Contenders for the top prize in 1979 included “All That Jazz,” “Apocalypse Now,” “Breaking Away” and “Norma Rae.” They are, respectively, a dazzling creative backstage tour de force, a breathtakingly ambitious anti-war allegory, a moving and effective sports story, and a modern classic about labor relations in America. But which picture won best picture? It was the drama, “Kramer v. Kramer,” about a family going through divorce and the impact of family trauma on a young boy caught between warring parents.

Even the young thesp who played the boy, Justin Henry, made history by becoming the youngest Oscar nominee.

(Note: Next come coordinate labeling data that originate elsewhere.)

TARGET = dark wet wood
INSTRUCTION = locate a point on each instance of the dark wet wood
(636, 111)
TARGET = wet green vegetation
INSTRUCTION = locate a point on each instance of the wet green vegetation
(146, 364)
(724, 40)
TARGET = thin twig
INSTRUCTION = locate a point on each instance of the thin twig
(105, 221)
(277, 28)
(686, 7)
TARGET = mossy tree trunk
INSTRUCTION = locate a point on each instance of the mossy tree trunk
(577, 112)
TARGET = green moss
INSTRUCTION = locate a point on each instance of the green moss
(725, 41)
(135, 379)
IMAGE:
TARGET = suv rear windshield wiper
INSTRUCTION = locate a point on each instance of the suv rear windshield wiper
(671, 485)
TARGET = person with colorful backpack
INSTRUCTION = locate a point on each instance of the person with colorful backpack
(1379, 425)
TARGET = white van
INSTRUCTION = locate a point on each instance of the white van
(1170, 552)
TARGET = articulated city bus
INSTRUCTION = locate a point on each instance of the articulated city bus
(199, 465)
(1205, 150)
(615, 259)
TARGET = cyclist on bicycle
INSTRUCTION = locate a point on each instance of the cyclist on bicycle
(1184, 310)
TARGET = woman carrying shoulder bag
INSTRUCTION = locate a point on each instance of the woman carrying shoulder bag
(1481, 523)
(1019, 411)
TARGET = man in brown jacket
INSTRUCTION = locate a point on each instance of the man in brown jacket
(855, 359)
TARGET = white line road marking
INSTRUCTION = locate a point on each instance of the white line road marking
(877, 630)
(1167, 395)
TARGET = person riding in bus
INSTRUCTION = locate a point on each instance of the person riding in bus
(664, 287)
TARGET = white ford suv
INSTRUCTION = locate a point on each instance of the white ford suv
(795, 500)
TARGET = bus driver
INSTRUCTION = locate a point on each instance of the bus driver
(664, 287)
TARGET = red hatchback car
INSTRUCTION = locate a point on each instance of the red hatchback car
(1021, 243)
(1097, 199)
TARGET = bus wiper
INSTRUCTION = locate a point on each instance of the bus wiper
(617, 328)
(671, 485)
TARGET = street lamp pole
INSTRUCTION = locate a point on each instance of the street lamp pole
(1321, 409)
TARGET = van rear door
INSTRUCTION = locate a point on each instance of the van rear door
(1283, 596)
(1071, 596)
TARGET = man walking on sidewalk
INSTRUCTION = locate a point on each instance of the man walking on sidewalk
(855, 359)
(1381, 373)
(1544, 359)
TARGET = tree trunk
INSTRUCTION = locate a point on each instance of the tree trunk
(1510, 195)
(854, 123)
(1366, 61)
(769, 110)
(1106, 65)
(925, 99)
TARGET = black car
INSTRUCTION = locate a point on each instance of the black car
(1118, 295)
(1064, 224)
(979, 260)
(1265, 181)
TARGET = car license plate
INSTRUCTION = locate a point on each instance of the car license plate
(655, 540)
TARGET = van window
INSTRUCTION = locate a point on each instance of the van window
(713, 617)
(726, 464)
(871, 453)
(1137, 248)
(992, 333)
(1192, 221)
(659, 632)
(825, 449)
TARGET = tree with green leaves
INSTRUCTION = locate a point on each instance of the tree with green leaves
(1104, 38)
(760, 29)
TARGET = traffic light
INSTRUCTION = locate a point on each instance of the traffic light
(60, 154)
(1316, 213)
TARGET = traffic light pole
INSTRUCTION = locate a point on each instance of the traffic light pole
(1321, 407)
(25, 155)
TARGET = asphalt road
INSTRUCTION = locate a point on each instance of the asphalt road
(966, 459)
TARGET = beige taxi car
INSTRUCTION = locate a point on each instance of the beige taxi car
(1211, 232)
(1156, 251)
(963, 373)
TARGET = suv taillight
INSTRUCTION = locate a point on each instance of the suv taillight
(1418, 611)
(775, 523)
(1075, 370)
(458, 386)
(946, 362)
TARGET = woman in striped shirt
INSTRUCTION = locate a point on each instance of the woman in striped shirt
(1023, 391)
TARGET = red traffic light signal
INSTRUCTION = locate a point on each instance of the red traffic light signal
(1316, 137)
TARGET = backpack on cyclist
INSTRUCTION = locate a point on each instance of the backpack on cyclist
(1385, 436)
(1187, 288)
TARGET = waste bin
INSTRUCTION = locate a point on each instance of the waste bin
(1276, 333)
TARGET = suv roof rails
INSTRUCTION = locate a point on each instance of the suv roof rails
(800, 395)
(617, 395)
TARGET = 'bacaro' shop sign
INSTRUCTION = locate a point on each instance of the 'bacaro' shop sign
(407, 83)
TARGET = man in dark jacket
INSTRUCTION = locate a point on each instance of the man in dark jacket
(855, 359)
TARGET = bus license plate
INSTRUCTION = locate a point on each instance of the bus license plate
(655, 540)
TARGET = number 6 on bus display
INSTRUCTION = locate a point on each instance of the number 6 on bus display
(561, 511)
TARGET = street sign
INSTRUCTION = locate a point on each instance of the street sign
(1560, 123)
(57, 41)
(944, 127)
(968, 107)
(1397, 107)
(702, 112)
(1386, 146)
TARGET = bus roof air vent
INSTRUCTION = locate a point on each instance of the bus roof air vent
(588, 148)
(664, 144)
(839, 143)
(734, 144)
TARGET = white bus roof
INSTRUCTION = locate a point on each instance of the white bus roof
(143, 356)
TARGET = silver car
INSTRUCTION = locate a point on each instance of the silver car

He didn’t win, but the film took home five Oscars: in addition to best picture, it captured director, screenplay, actor and co-star.

Can any Oscar history lessons prepare us for the awards night ahead? There’s always a surprise on Oscar night — and usually only one surprise on Oscar night. The “Moonlight” vs. “La La Land” mixup at the 2017 ceremony and last year’s Will Smith-Chris Rock moment should remind us, sometimes one is enough.